Only weeks earlier I had returned to New Jersey with Kristina and Charlie after seven years in the Midwest. The first course I was to teach that autumn at St. Peter’s College — just across the Harbor from the WTC in Jersey City — focused on the history and culture of the Port of New York and New Jersey, news that both bemused and heartened Frank and executives of the bi-state agency who shared their time with Angus and me on that sultry August afternoon.
It was clear these folks loved the Port and its history and lore: it was their special place and they tended this privilege with an affection that belied the Port Authority’s reputation as an opaque, inaccessible agency beholden to political interests on both sides of the Harbor and unresponsive to public concerns. As far back as the 1940s, according to the agency’s historian, executive director Austin J. Tobin was deeply “touched by the romance of the harbor,” a sentiment he nurtured and conveyed to his staff. As I discovered in my own research, Tobin had exerted his quiet clout in autumn 1953 to enable Elia Kazan and crew to shoot the 1954 movie On the Waterfront on Port Authority-owned piers in Hoboken, after the filmmakers were informed their lives were at risk should they persist in their initial plans to shoot the picture on Manhattan’s West Side.

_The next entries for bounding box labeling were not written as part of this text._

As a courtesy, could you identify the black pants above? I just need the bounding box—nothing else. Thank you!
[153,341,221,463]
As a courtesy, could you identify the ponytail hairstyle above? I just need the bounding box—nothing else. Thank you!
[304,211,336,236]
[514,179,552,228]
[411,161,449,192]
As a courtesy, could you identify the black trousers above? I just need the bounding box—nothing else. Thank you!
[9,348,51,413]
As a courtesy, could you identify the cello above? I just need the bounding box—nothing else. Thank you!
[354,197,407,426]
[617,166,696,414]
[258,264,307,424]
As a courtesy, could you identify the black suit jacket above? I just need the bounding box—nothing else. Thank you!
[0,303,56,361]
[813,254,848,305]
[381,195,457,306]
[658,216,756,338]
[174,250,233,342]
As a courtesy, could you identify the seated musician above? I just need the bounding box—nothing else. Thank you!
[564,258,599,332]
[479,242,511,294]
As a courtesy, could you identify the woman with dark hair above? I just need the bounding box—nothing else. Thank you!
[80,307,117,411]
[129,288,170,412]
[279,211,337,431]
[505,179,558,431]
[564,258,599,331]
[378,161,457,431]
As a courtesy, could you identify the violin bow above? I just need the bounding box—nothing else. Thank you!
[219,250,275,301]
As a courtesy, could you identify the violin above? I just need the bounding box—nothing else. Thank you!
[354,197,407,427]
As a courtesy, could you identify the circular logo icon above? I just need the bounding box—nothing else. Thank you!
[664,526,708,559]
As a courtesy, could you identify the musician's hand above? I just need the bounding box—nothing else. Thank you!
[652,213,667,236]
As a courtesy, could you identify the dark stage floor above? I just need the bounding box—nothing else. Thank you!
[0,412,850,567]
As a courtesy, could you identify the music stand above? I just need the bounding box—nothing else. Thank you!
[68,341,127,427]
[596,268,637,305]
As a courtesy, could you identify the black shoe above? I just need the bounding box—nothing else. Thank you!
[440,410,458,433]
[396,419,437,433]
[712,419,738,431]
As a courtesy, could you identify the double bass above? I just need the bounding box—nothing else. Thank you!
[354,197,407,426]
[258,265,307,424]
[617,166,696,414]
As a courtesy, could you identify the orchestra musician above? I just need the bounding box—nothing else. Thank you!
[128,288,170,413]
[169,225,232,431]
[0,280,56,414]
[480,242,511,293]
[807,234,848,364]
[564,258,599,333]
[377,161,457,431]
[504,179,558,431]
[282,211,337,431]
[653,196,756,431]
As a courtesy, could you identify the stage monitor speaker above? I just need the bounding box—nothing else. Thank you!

The classic film On the Waterfront (1954) depicted the Port at in all its violence and glorious beauty. The heroism it depicted was renewed—in all too real life–on September 11, 2001, when Frank De Martini and dozens of Port Authority executives, policemen, and other personnel were killed; many — like Frank — while ushering others to safety.
The following day, I was among hundreds who reached the site to bring relief supplies to rescue workers via police vessel. It was a terribly hopeless feeling. I’ll never forget the ride back across the Harbor, and the look on the faces of two Jersey City cops who sized me up before pointing at my lower legs: covered to the knees with ashes.
In the days and weeks that followed, the spirit of the Port was incarnated in stories of firemen and cops and brokers who shared a historic link to the Harbor and waterfront, often through the memory of longshoremen ancestors who had worked the piers of the West Side at a time when the Port was the great metropolis’s most special place.
The World Trade Center was designed by officials at the Port Authority as a hub for productive maritime-related commerce in the world’s greatest harbor and around the world. Austin J. Tobin, grandson of a Brooklyn longshoreman, had struggled for decades—almost entirely behind the scenes—to overcome the organized and less-organized criminality that had plagued life in and around the port since the late nineteenth century.
With the advent of the Port Authority-backed Waterfront Commission in 1953, control over hiring in the Port was shifted from mob-controlled piers to the new agency’s hiring information centers. But by the time the World Trade Center was opened in the early 1970s, container technology had rendered the piers of Manhattan’s West Side obsolete: the epicenter of the Port shifted to container facilities at Newark and Elizabeth in New Jersey.
The Twin Towers were like thousand-foot vertical piers, soaring up and away from the often violent, yet deeply compelling history of the sea-level docks of the West Side. The Port Authority’s insistence that the Twin Towers site be moved from its originally planned location on the East Side to the West linked the project to the agency’s recently acquired Port Authority Trans Hudson (formerly the Hudson and Manhattan railroad “tubes;” now PATH) light-rail connections to New Jersey. The move affirmed the agency’s self-identity as a kind of third state in the region, coordinating transportation and infrastructure improvements within a twenty-five mile radius from the Statue of Liberty.
The Trade Center struggled in its early days; the diversification of its tenant base in later years saved the complex while shifting its focus from maritime trade. Yet at is heart it remained a monument to this special place, the Port of New York and New Jersey, and the special people who made it great and whom we will never forget.